The femoral nerve lies within Scarpa’s triangle (or the ‘Trigonum Femorale Mediale’) which is bounded by the inguinal ligament (superiorly), the medial border of the Sartorius muscle and the lateral border of the Adductor Longus muscle (The muscles Pectineus and Iliacus and Psoas lie within this triangle as well).

The femoral nerve lies (most laterally) next to the femoral artery and femoral vein (medially).

Technique

The patient lies prone, and the therapist stands on the affected side and stabilizes the pelvis to prevent anterior rotation with one hand. With the other hand, the therapist then maximally flexes the knee to end range.

If no positive signs are noted in this position, the therapist proceeds to extend the hip while maintaining knee flexion. The therapist can add a few alterations to the test position to identify the nerve involved.
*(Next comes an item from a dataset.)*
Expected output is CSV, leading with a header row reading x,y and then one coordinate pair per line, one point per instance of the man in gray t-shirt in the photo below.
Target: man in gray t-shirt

The Lateral Femoral Cutaneous Nerve bias test includes prone lying with passive hip extension adduction and knee flexion whereas the Sapheneous Nerve bias test includes prone-lying hip extension, abduction and external rotation with knee flexion, ankle dorsiflexion, and eversion

Normal response: Knee flexion allowing the heel to touch the buttocks. A pull or a stretch is felt in the quadriceps.

If unilateral pain is produced in the lumbar region, buttocks, posterior thigh, between the ranges of 80-100 degrees of knee flexion in a combination of these regions, the test is considered positive.

The dura is tensioned between 80 and 100 degrees and positive findings in this range could be indicative of a disk herniation affecting the L2, L3 or L4 nerve root. Positive findings secondary to a disc herniation can be differentiated from quadriceps problems based upon the range in which pain is reproduced.

If pain is produced before 80 degrees of knee flexion, quadricep tightness and/or injury may be the cause. Also, if tightness exists, the pelvis rises on that side as hip flexes in response to passive knee flexion.

As tight rectus femoris can also produce pain in the anterior thigh, thus it is important to perform the test on both sides and compare the symptoms.